A. Introduction

This project aims to analyse some real world data sets with regression models and regularization tools generalizing those studied during the first part of the class.

Goals

  1. Applying the tools seen during the first part (multiple linear regression, variable selection with stepwise and alike, ridge and LASSO).
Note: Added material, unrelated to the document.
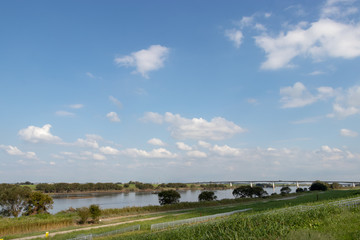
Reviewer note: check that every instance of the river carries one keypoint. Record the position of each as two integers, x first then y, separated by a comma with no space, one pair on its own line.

  2. Studying some extensions according to the data set considered, such as

  • variant of the LASSO: group-Lasso, fused-Lasso, Elastic-Net
  • additive model and splines
  • logistic regression
  • generalized linear model

All these statistical models are implemented and distributed as R packages. ONe may use in particular the following ressource“sOn pourra en particulier s’appuyer sur

  • the splines package,
  • the glmnet package,
  • the gam and gamsel packages,
  • the genlasso, grpreg packages,
  • etc.

Advices

  • You should make some research about the models that you are considering (research paper, lecture books, etc.)
  • You do not have to make some deep development in R. You basically have to use smartly the existing packages.
  • The final goal is to produce models with good predictive performances and interpretable models ;
  • some discussion about the model and the data is expected; we want some data analysis, not the blind application of some black-box procedures.
  • your report does not need to be long, it has to be precise, relevant and accurate.

Schedule

You will present your work during a 5 minutes talk on December, the 15th (+ 5 minutes for discussion). You will send us two reports

  1. A first report about basic data analysis and application of the methods seen during the first part of the class. We need this report november the 24th.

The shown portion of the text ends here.